Portraying engaged facial expressions, but feigned listening; the Fixer Upper is ready to pounce excitedly into the conversation with a solution to the problem. They reply, “I’m gonna go talk to such and such! He shouldn’t treat you that way!” or “If you would just do it this way, then it wouldn’t make you so anxious.” Inside the other person is stewing and thinking, “Thanks, thanks for not listening to my feelings and caring about my feelings. Did I mention my feelings???”


BIBLE VERSE LADY/GUY


Reading a troubling text message, The Bible Verse Lady/Guy responds, “You shouldn’t feel that way! The Bible says God is always with us, you’re never alone, don’t be angry…” Blah, blah, blah is what is interpreted by the other person on the other side. Exasperated, they wince at the scolding text message from the Bible Verse Lady/Guy and think, “Thanks for the guilt trip. Now I feel worse for being angry, sad, depressed, upset…..” and the list goes on.


THERE ARE 3 SIMPLE RULES TO FOLLOW WHEN CARING ABOUT SOMEONE


1. Do not fix

2. Do not scold

3. Do not correct


These rules were established by Caring for the Heart Ministries founder, John Regier. Pastor Greg incorporates them into his connect-to-care assignments for his counseling couples.


Do not fix someone’s problem unless they ask for it to be fixed. Do not scold someone for their feelings. Do not correct how someone feels about a situation. Their feelings are always true of them.


CARE & COMPASSION JESUS’S WAY


Merriam Webster defines care as “painstaking or watchful attention,” “to feel interest or concern,” to "have a liking, fondness, or taste.” Compassion is “to feel the distress of others.” The opposite of care and compassion is to disregard, abandon, judge, and reject.
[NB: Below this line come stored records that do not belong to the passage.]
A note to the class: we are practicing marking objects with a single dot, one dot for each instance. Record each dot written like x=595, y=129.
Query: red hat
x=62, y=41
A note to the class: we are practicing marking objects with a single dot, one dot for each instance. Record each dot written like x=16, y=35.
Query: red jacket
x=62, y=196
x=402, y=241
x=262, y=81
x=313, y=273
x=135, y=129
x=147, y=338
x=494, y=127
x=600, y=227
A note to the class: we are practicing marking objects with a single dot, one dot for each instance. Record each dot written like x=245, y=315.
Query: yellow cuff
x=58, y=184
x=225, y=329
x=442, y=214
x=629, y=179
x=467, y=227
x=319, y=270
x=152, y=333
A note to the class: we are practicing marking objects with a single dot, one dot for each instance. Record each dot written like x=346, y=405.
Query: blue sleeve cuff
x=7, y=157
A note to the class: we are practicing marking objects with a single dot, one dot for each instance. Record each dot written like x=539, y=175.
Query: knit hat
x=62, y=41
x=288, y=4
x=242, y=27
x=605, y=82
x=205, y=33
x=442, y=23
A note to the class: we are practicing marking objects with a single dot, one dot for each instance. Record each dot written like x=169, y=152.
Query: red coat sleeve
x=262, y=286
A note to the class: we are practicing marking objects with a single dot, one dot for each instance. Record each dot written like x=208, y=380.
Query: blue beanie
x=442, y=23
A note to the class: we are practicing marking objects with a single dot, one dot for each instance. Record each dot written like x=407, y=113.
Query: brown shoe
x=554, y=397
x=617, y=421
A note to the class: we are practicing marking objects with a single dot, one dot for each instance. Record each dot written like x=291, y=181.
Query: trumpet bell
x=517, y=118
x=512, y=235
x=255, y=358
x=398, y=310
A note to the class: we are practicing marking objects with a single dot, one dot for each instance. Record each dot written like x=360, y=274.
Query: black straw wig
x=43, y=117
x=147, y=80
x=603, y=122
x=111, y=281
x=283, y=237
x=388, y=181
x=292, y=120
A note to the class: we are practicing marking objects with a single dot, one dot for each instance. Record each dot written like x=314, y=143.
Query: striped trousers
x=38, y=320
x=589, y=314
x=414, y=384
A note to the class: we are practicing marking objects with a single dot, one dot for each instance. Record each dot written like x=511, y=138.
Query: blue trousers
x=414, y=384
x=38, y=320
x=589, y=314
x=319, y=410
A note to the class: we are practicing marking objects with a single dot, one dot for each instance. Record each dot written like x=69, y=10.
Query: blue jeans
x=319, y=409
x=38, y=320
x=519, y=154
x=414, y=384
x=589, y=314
It’s ignoring another’s needs, focusing on our own desires & problems, or being angry with someone & their issues.


As we listen to another person in need, we can remember God is the counselor, not us. Our strength and wisdom come from Him. He is the only one that can heal a person’s heart. We don’t have all the answers, the power to fix everything, or a perfect solution; only God does.


Prayer is the best tool when listening. We can ask God to give wisdom and comfort to the one in need. As Phil 4:6-7 states “Be anxious for nothing, but in everything by prayer and supplication with thanksgiving let your requests be made known to God. And the peace of God, which surpasses all comprehension, will guard your hearts and your minds in Christ Jesus.” Jesus is the only one who completely understands the person, their situation, & their emotions. He alone can heal their heart.


PRACTICAL WAYS TO SHOW SOMEONE YOU CARE

-Listen to understand, not to correct, scold, or fix


-Spend quality time together


-Be willing to forgive as love covers a multitude of sins


-Accept them wherever they are


-Encourage by leading them to Jesus who can heal & forgive


-Sympathize with their pain


-Tell them they matter


A person who cares realizes their own weaknesses and faults. Luke 6:41 states “Why do you look at the speck that is in your brother’s eye, but do not notice the log that is in your own eye.” A person who cares does not look down on the one in need, but realizes there is “no condemnation for those who are in Christ Jesus (Romans 8:1).” Jesus loves them no more, no less than where they are now.